The story is told in many old books, and in many ways both in prose and in verse. The oldest and shortest version is in the Book of Leinster, the same book in which is found The Tain.
The tale goes that one day King Conor and his nobles feasted at the house of Felim, his chief story-teller. And while they feasted a daughter was born to Felim the story-teller. Then Cathbad the Druid, who was also at the feast, became exceeding sad. He foretold that great sorrow and evil should come upon the land because of this child, and so he called her Deirdre, which means trouble or alarm.
When the nobles heard that, they wished to slay the new-born babe. But Conor spoke.
“Let it not be so done,” he said. “It were an ill thing to shed the blood of an innocent child. I myself shall care for her. She shall be housed in a safe place so that none may come nigh to her, and when she is grown she shall be my one true wife.”
So it was done as King Conor said. Deirdre was placed in a safe and lonely castle, where she was seen of none save her tutor and her nurse, Lavarcam. There, as the years passed, she grew tall and fair as a slender lily, and more beautiful than the sunshine.
Now when fourteen years had passed, it happened one snowy day that Deirdre’s tutor killed a calf to provide food for their little company. And as the calf’s blood was spilled upon the snow, a raven came to drink of it. When Deirdre saw that, she sighed and said, “Would that I had a husband whose hair was as the color of the raven, his cheeks as blood, and his skin as snow.”
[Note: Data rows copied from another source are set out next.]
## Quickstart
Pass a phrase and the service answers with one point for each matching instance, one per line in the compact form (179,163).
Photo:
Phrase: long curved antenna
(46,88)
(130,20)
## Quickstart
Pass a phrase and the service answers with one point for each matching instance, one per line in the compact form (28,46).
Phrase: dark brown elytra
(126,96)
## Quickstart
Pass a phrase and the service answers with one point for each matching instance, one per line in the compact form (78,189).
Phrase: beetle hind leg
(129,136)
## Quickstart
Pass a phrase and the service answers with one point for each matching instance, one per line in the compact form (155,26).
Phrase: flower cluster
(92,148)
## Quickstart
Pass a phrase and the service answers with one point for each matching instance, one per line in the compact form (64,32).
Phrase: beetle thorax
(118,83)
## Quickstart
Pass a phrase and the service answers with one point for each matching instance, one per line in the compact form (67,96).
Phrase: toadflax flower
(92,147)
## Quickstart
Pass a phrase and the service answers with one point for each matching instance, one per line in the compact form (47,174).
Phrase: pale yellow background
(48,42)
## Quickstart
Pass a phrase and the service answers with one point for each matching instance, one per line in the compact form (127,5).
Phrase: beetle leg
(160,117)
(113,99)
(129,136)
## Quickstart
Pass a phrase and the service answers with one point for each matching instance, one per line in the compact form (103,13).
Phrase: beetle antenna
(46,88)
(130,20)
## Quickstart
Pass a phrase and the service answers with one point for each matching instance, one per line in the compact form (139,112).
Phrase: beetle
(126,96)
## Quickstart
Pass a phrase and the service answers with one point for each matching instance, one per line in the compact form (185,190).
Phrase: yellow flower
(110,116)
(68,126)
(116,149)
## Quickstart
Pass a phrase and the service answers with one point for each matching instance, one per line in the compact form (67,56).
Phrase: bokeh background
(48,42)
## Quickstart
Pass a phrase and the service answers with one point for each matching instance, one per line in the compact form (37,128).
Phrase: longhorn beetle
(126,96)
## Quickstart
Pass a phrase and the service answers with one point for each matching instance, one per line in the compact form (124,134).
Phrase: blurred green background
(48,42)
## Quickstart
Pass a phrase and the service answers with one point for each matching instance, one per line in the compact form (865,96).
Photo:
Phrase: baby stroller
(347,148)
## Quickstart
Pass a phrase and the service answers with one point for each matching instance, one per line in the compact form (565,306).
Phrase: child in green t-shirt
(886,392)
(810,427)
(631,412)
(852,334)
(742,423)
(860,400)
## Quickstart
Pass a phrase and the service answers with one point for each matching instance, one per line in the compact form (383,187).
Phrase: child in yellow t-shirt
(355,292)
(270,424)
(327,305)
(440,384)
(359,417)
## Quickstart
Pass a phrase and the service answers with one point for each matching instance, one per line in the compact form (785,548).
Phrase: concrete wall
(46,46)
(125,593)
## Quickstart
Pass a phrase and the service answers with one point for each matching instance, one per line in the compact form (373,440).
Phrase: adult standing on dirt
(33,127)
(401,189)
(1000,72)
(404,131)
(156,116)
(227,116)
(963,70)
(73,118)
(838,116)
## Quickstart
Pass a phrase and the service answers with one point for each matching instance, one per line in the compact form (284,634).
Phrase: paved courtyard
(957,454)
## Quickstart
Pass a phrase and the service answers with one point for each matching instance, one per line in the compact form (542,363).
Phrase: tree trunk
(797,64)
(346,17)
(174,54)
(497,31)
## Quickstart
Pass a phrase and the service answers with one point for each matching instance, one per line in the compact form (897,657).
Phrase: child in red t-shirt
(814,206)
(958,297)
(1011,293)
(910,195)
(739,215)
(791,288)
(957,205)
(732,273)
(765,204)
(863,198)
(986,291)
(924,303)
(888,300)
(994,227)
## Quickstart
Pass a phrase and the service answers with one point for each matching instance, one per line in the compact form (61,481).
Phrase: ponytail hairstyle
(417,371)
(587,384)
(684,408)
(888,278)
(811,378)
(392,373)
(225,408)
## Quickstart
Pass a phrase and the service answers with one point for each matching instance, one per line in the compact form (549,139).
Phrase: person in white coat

“There is such a one,” said Lavarcam, “he is Naisi the son of Usnach.”
After that here was no rest for Deirdre until she had seen Naisi. And when they met they loved each other so that Naisi took her and fled with her to Scotland far from Conor the King. For they knew that when the King learned that fair Deirdre had been stolen from him, he would be exceeding wrathful.
There, in Scotland, Deirdre and Naisi lived for many years happily. With them were Ainle and Ardan, Naisi’s two brothers, who also loved their sister Deirdre well.
But Conor never forgot his anger at the escape of Deirdre. He longed still to have her as his Queen, and at last he sent a messenger to lure the fair lady and the three brave brothers back to Ireland.